- The Washington Times - Sunday, March 31, 2002

The Maryland and Virginia chapters of 4-H plan to eliminate Indian names and traditions at their camps to avoid offending American Indians.
Both state chapters are reviewing the use of Indian names and customs, especially at summer camps, leaders of the youth development group said.
"4-H is very inclusive of all groups, and we want to make sure we are not putting off some people," said Bob Meadows, state leader for Virginia 4-H.
Mr. Meadows said 4-H members worked closely with Indians and often organized trips to reservations. The chapter counts arbout 840 Indians among its 181,000 members.
Neither chapter has received complaints about the Indian names, but leaders say they are trying to head off trouble.
"The larger national debate about the use of Native American names with sports teams and mascots has increased our sensitivity. It is important that we take this seriously," said Richard Byrne, leader of the Maryland 4-H chapter.
The West Virginia 4-H chapter last week decided to drop all references to Indians at its summer camps after it received a complaint from a parent and from several Indians. A complaint also was filed with the U.S. Department of Agriculture, which funds 4-H, and a USDA review committee said the practice might infringe on the civil rights of Indians.
The committee said that unless changes are made, the West Virginia University Extension Service, which runs the state's 4-H program, could lose federal funding. The state's 4-H chapter has 44,000 members.
The group estimated it had 6.8 million members nationwide in 2000.

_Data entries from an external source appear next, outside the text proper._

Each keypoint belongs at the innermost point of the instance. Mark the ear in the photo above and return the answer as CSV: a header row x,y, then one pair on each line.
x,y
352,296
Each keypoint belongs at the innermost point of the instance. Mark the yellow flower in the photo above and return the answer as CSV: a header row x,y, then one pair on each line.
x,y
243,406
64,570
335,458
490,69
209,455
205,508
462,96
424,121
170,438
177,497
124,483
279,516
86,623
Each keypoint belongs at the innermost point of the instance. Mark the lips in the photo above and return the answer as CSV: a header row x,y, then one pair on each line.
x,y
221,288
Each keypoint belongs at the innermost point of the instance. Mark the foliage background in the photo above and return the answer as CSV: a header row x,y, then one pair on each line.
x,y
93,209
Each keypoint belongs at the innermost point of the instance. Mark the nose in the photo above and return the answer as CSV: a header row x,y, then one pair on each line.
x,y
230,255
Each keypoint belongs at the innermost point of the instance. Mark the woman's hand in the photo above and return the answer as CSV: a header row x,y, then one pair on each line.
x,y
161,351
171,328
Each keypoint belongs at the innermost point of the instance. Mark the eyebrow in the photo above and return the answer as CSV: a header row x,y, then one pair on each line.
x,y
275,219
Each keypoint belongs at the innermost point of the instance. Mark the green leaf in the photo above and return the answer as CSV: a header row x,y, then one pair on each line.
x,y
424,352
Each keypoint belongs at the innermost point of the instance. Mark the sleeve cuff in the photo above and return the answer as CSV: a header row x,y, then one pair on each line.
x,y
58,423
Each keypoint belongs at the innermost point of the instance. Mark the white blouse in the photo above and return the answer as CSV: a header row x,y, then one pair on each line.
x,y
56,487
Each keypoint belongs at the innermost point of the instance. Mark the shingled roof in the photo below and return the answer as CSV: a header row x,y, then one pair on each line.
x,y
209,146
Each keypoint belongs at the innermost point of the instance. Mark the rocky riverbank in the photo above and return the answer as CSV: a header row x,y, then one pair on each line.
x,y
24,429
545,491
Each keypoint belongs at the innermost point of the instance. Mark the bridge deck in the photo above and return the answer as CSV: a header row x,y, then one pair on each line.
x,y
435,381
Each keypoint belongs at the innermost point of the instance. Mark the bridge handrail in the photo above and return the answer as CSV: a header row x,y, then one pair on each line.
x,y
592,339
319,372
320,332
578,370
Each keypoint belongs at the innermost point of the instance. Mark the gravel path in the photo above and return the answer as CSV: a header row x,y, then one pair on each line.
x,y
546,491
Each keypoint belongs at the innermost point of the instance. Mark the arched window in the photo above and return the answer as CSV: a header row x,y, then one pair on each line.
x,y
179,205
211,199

The use of Indian names and customs at 4-H camps dates back 80 years, said Larry LeFlore, director of the West Virginia chapter of 4-H. At the camps, students are divided into groups named after Indian tribes: Delaware, Mingo, Cherokee and Seneca. Counselors are called Big Feet. In the evenings, members gather around the campfire in a council circle, an Indian tradition. The traditions "have been very, very deep-rooted in generations" of 4-H members, Mr. LeFlore said.
Indians compared the council circles to "a group of Native Americans coming to one of our churches and screaming hymns at one another," Mr. LeFlore said.

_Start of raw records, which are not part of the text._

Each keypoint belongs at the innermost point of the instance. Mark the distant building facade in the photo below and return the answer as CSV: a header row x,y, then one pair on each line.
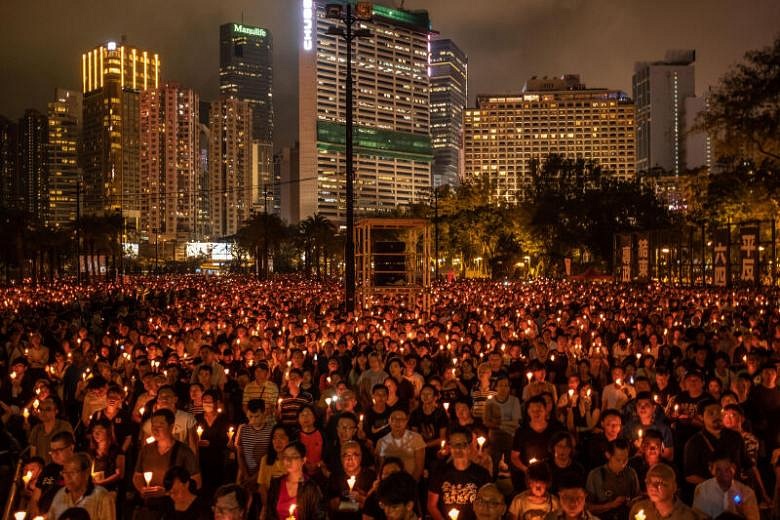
x,y
503,134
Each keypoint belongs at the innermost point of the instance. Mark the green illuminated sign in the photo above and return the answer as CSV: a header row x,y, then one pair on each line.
x,y
375,142
251,31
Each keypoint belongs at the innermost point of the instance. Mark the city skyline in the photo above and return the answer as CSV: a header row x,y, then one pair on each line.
x,y
600,40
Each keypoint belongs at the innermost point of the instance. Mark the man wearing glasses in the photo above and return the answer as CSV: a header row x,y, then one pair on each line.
x,y
50,480
79,491
662,502
490,503
456,484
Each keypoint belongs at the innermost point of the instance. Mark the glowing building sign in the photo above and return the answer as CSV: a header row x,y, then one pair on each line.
x,y
308,25
251,31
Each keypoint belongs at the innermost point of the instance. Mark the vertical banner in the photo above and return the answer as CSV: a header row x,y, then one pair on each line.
x,y
625,245
643,256
748,254
720,258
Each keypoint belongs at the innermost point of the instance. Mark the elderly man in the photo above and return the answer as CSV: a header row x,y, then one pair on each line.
x,y
724,494
79,491
662,502
490,503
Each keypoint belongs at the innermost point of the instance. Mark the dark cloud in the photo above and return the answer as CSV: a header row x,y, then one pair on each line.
x,y
507,41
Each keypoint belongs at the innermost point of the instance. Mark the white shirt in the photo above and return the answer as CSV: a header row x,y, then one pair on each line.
x,y
709,498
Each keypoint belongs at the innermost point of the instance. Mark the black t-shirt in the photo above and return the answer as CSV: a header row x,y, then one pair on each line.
x,y
49,482
376,424
532,444
457,489
338,487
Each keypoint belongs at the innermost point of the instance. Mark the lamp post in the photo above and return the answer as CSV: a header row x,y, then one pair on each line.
x,y
344,14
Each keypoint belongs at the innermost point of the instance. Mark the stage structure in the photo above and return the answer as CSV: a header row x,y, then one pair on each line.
x,y
393,256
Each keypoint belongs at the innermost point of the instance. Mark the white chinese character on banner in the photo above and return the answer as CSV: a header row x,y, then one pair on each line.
x,y
720,276
748,245
748,273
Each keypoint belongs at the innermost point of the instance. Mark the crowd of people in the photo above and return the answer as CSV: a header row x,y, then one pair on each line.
x,y
190,397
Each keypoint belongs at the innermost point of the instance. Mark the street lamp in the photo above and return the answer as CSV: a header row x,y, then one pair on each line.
x,y
343,13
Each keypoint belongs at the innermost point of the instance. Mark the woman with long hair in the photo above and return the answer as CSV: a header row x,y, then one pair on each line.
x,y
293,494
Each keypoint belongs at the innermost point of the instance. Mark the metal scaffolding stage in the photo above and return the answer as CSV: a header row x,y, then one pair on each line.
x,y
393,256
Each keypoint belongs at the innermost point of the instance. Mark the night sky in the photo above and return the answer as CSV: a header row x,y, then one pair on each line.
x,y
507,41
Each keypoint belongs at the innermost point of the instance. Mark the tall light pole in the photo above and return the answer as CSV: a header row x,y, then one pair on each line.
x,y
343,13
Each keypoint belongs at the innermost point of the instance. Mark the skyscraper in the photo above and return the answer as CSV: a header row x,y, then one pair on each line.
x,y
33,136
393,151
169,161
230,165
113,76
65,113
660,89
449,77
9,157
246,73
551,116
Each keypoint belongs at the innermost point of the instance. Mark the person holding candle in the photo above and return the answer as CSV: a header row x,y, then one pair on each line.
x,y
502,417
349,486
293,496
403,443
430,421
455,484
157,457
536,502
661,502
183,502
80,491
213,441
271,465
613,485
108,459
42,433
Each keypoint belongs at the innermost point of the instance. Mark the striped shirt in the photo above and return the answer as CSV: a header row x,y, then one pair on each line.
x,y
254,444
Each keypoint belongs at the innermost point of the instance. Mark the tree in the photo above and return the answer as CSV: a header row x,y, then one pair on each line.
x,y
744,108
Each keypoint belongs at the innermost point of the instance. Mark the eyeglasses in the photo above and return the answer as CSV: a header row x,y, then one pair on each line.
x,y
657,483
479,501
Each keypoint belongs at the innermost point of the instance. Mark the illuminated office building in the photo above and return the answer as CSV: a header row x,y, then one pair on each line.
x,y
65,113
550,116
32,177
169,163
660,92
113,76
230,165
392,143
246,73
449,76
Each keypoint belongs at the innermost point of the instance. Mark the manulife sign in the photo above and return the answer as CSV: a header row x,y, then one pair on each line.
x,y
251,31
375,142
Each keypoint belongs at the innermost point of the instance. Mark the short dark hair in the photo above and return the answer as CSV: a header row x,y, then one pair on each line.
x,y
256,405
398,488
232,489
168,415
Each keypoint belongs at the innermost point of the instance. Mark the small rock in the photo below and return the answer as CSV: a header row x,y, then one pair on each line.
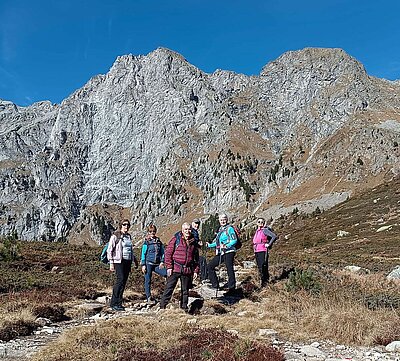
x,y
262,332
384,228
48,330
341,233
103,299
393,346
311,351
42,321
394,274
191,321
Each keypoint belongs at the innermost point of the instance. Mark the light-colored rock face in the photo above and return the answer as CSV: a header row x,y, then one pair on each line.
x,y
162,139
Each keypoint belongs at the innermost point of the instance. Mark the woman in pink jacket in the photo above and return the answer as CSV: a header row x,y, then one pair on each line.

The changes in West Virginia will be implemented for the camping season beginning in June, he said.
Meanwhile, the Virginia chapter has established a committee to research the matter, Mr. Meadows said, and a final decision will be made May 15.
The Maryland 4-H chapter, which has 45,000 members, is setting up a committee to "see the extent to which we have been using Native American names and imagery," Mr. Byrne said.
The District's 4-H leader did not return calls yesterday.
Mr. Byrne said Maryland camps use Indian names to a lesser extent than those in West Virginia.
Some local 4-H team leaders said eliminating American Indian names and customs is important to avoid offending certain segments of society. "We want to be sensitive to the people we work with," said Alganesh Piechocinski, a team leader from Montgomery County.
She added, however, that she had never heard any complaints from Indians about the 4-H camps and that the use of tribal names had served an educational purpose by helping children learn about diverse cultures.
Lauren Dobos, 17, of Rockville, has been with 4-H for nine years and has been to camp every year. She said it would be "upsetting" if campers no longer could use the Indian names and customs. "We are not doing anything demeaning, and we really respect the ideas of respecting nature and Mother Earth as the Native Americans do," Lauren said.
Erica Taffs, 18, of Silver Spring, is an eight-year veteran of 4-H. She said the campers, by naming themselves after Indian tribes, "model ourselves after people we respect. We love having the Indian names … it makes us feel special."